Posts Tagged data flow
Some algorithms for relational operators are especially appropriate for parallel execution,
either because they minimize data flow, or because they better tolerate data and execution skew.
Improved algorithms have been found for most of the relational operators. The evolution of join
operator algorithms is sketched here as an example of these improved algorithms.
Recall that the join operator combines two relations, A and B, to produce a third relation
containing all tuple pairs from A and B with matching attribute values. The conventional way of
computing the join is to sort both A and B into new relations ordered by the join attribute. These
two intermediate relations are then compared in sorted order, and matching tuples are inserted in
the output stream. This algorithm is called sort-merge join.
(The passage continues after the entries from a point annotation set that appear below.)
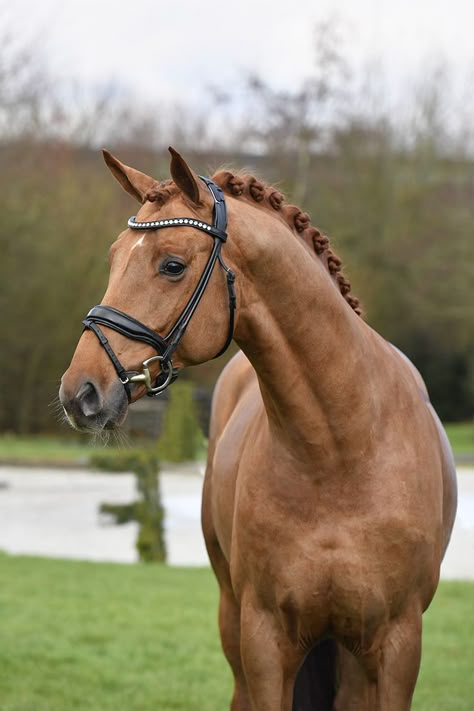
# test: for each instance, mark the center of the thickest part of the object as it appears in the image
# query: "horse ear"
(135, 183)
(186, 179)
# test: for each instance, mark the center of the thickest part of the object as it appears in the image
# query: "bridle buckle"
(145, 375)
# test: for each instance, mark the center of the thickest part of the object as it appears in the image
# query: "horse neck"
(304, 341)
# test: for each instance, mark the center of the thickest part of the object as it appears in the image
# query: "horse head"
(166, 306)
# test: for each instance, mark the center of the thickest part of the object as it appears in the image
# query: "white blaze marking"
(139, 241)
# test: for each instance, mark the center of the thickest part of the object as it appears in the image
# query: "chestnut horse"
(330, 489)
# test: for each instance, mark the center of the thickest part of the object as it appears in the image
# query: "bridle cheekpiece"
(166, 345)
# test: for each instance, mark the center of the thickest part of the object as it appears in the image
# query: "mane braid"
(247, 186)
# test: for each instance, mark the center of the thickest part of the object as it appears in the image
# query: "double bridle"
(166, 345)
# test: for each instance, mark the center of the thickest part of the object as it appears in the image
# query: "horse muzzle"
(89, 409)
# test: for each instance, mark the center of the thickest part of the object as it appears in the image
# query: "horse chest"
(323, 574)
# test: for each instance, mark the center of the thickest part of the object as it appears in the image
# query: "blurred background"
(362, 113)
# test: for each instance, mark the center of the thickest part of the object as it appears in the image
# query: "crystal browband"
(176, 221)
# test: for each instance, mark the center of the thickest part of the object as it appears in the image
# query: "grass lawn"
(103, 637)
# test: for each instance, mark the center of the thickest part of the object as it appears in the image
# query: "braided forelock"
(249, 187)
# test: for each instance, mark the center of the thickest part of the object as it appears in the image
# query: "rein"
(166, 345)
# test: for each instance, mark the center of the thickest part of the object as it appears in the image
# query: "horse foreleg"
(399, 662)
(269, 660)
(384, 677)
(229, 626)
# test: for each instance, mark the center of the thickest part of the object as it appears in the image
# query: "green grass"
(47, 449)
(67, 451)
(102, 637)
(75, 450)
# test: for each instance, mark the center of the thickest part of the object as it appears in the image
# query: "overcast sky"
(176, 48)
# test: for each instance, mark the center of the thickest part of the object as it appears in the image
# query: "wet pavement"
(54, 512)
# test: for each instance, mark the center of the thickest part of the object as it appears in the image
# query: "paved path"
(54, 512)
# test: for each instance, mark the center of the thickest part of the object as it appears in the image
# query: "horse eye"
(172, 268)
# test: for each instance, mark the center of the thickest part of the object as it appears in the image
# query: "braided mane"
(248, 187)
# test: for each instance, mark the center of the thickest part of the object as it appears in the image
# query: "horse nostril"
(89, 399)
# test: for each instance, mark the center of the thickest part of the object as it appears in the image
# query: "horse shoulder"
(236, 396)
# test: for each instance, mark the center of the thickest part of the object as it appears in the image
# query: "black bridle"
(166, 345)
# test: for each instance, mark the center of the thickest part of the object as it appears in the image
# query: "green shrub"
(182, 436)
(147, 510)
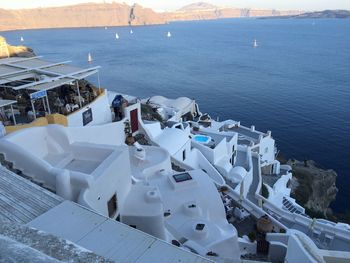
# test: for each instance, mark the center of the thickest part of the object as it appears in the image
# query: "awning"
(4, 103)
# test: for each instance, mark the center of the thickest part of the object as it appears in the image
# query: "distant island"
(120, 14)
(319, 14)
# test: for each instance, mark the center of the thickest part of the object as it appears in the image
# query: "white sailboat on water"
(255, 44)
(89, 58)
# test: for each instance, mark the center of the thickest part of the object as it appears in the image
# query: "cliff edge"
(81, 15)
(313, 187)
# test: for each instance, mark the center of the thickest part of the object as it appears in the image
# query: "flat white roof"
(109, 238)
(4, 103)
(48, 74)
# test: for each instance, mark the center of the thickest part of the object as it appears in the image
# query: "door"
(134, 120)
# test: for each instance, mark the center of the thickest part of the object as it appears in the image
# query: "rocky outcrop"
(313, 187)
(82, 15)
(7, 50)
(118, 14)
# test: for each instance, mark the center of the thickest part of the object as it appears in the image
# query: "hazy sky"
(173, 5)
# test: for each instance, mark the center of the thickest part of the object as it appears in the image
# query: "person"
(2, 130)
(68, 108)
(30, 116)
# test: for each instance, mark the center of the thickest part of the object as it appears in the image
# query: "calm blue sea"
(296, 83)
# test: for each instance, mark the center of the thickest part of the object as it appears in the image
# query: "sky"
(169, 5)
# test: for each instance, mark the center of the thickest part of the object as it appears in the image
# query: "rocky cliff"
(118, 14)
(205, 11)
(313, 187)
(82, 15)
(7, 50)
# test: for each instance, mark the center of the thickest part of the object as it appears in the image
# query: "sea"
(296, 82)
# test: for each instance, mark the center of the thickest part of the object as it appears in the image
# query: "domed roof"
(237, 174)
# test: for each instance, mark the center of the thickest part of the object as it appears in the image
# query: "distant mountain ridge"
(343, 14)
(81, 15)
(326, 14)
(197, 6)
(206, 11)
(121, 14)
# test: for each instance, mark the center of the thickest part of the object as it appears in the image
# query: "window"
(112, 206)
(182, 177)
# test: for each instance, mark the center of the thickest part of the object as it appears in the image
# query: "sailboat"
(89, 58)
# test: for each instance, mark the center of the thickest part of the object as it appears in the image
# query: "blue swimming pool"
(202, 138)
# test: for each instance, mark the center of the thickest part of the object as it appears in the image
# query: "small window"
(182, 177)
(112, 206)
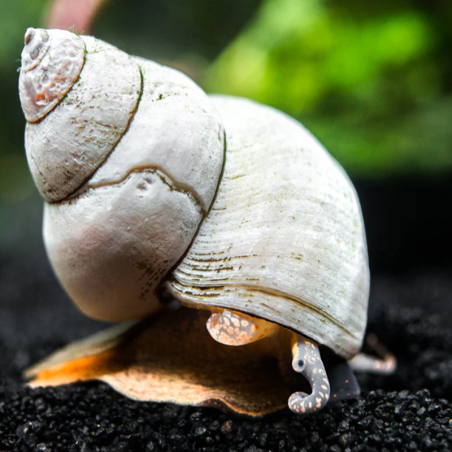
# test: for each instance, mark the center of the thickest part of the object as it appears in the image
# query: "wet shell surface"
(156, 196)
(128, 162)
(285, 238)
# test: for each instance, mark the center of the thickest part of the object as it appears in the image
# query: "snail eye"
(29, 35)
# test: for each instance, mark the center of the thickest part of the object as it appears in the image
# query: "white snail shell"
(129, 160)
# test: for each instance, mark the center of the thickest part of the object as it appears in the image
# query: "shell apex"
(51, 62)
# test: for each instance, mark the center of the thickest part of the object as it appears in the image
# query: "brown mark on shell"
(51, 63)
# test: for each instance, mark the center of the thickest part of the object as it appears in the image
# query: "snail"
(219, 231)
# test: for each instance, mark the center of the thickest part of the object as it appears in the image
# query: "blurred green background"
(372, 80)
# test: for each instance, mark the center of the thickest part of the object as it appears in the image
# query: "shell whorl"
(67, 145)
(51, 63)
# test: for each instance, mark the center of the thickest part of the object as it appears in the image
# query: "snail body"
(152, 187)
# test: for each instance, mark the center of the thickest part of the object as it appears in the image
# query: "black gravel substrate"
(408, 411)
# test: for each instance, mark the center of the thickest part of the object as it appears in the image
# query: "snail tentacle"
(307, 361)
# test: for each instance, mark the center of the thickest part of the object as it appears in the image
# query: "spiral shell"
(285, 237)
(128, 162)
(129, 156)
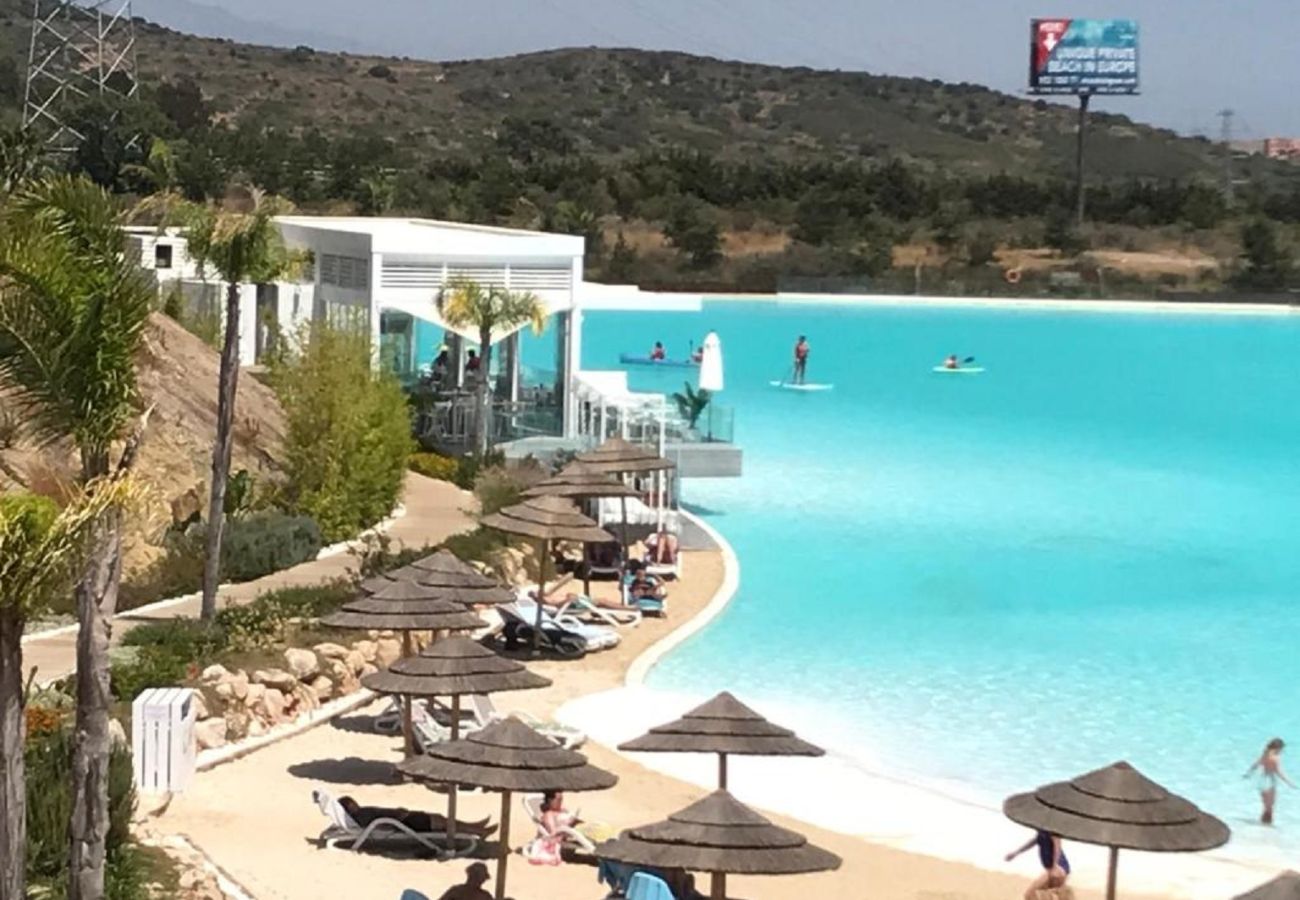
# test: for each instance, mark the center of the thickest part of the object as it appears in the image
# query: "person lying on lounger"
(424, 823)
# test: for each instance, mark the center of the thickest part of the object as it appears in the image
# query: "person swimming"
(1268, 773)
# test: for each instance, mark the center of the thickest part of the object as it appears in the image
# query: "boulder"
(302, 663)
(274, 705)
(388, 650)
(211, 734)
(355, 661)
(321, 688)
(213, 674)
(368, 649)
(274, 678)
(255, 693)
(330, 650)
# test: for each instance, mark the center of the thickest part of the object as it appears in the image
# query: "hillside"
(618, 102)
(178, 380)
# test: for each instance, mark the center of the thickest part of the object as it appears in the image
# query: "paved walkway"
(434, 510)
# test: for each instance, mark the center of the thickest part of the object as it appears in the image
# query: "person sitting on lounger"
(419, 822)
(662, 549)
(476, 875)
(642, 584)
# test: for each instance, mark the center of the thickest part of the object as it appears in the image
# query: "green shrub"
(267, 542)
(434, 466)
(50, 800)
(349, 432)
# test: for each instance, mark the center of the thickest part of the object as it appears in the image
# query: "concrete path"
(434, 510)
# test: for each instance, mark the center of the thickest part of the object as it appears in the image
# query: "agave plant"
(692, 403)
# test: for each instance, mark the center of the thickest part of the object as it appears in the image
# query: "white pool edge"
(649, 658)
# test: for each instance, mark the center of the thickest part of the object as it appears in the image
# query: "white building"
(385, 275)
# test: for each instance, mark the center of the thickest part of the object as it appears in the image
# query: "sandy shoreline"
(255, 820)
(1025, 304)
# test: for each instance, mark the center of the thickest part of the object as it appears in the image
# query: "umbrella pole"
(1112, 875)
(503, 849)
(623, 502)
(407, 725)
(541, 596)
(451, 794)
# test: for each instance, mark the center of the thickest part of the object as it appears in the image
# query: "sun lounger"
(485, 713)
(584, 609)
(533, 807)
(343, 831)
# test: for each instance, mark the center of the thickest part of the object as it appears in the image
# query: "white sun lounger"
(342, 831)
(485, 713)
(533, 807)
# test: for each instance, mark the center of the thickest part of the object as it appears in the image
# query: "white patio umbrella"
(711, 372)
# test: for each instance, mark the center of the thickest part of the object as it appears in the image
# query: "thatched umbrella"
(619, 457)
(581, 481)
(454, 667)
(1119, 808)
(507, 756)
(1283, 887)
(406, 606)
(719, 835)
(723, 726)
(546, 519)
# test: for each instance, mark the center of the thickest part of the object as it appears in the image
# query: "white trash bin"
(163, 741)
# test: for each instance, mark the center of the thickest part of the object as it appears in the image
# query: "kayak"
(632, 359)
(791, 385)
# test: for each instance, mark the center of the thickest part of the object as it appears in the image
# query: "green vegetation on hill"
(681, 169)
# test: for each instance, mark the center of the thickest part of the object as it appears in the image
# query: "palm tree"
(241, 241)
(73, 312)
(489, 310)
(40, 552)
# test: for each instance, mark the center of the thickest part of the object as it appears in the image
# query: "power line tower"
(78, 50)
(1226, 139)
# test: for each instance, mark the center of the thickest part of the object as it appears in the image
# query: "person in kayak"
(801, 358)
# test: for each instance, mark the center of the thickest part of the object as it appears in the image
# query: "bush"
(267, 542)
(50, 799)
(434, 466)
(349, 432)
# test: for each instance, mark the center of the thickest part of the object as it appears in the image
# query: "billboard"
(1083, 56)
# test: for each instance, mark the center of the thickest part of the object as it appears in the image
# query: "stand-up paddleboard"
(791, 385)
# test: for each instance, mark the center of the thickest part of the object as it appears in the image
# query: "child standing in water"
(1268, 773)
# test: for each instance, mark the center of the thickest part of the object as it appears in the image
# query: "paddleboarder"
(801, 358)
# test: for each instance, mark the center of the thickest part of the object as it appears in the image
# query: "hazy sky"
(1197, 56)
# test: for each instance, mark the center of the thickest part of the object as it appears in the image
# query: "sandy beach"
(256, 822)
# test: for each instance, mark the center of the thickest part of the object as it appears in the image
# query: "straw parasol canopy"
(546, 519)
(583, 481)
(727, 727)
(620, 457)
(507, 756)
(1283, 887)
(719, 835)
(451, 667)
(1119, 808)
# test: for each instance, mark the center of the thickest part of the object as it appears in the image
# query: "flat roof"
(421, 237)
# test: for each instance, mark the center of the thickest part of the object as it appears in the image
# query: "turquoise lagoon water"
(1087, 553)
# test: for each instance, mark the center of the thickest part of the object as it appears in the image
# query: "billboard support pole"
(1080, 195)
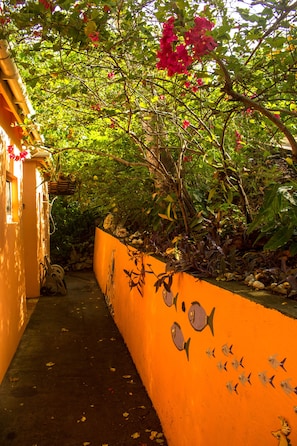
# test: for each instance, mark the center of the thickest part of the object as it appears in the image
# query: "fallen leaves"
(135, 435)
(158, 437)
(82, 419)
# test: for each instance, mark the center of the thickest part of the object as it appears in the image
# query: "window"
(8, 201)
(11, 199)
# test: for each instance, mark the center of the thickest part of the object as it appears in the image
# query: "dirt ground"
(72, 381)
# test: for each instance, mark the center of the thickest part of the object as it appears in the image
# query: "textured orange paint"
(234, 385)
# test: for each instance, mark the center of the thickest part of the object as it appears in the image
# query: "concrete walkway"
(72, 381)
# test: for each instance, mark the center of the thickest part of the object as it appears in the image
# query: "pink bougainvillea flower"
(239, 142)
(23, 154)
(21, 157)
(176, 59)
(96, 107)
(94, 37)
(186, 124)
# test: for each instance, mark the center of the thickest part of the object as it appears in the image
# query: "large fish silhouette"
(199, 319)
(178, 338)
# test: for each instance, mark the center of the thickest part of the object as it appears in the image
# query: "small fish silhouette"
(178, 338)
(245, 379)
(275, 363)
(231, 387)
(169, 298)
(235, 363)
(210, 353)
(227, 350)
(265, 380)
(287, 387)
(222, 366)
(199, 319)
(283, 433)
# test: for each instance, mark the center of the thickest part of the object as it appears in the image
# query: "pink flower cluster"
(47, 4)
(94, 37)
(239, 141)
(21, 157)
(176, 59)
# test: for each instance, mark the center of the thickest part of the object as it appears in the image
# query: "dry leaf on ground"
(50, 364)
(135, 435)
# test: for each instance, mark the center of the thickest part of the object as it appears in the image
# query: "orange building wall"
(234, 382)
(12, 278)
(36, 225)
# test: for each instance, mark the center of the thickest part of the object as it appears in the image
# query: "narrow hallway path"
(72, 381)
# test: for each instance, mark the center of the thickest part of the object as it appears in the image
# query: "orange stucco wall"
(12, 277)
(236, 379)
(36, 225)
(24, 239)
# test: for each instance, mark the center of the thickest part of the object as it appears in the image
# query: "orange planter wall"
(235, 381)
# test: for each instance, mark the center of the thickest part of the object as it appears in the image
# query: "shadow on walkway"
(72, 381)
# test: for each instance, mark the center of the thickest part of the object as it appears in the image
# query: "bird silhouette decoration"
(282, 433)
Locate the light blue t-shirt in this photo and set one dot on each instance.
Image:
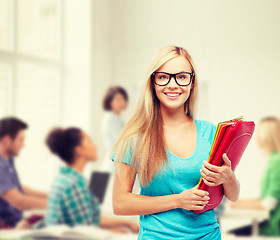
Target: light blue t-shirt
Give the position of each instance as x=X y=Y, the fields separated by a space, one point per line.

Many optimizations of sort-merger join are possible, but since sort has execution cost
nlog(n), sort-merge join has an nlog(n) execution cost. Sort-merge join works well in a parallel
dataflow environment unless there is data skew. In case of data skew, some sort partitions may
be much larger than others. This in turn creates execution skew and limits speedup and scaleup.
These skew problems do not appear in centralized sort-merge joins.
Hash-join is an alternative to sort-merge join. It has linear execution cost rather than
nlog(n) execution cost, and it is more resistant to data skew. It is superior to sort-merge join
unless the input streams are already in sorted order. Hash join works as follows. Each of the
relations A and B are first hash partitioned on the join attribute. A hash partition of relation A is
hashed into memory. The corresponding partition of table relation B is scanned, and each tuple
is compared against the main-memory hash table for the A partition. If there is a match, the pair
of tuples are sent to the output stream. Each pair of hash partitions is compared in this way.
The hash join algorithm breaks a big join into many little joins. If the hash function is
good and if the data skew is not too bad, then there will be little variance in the hash bucket size.
In these cases hash-join is a linear-time join algorithm with linear speedup and scaleup. Many
optimizations of the parallel hash-join algorithm have been discovered over the last decade. In
pathological skew cases, when many or all tuples have the same attribute value, one bucket may
contain all the tuples. In these cases no algorithm is known to speedup or scaleup.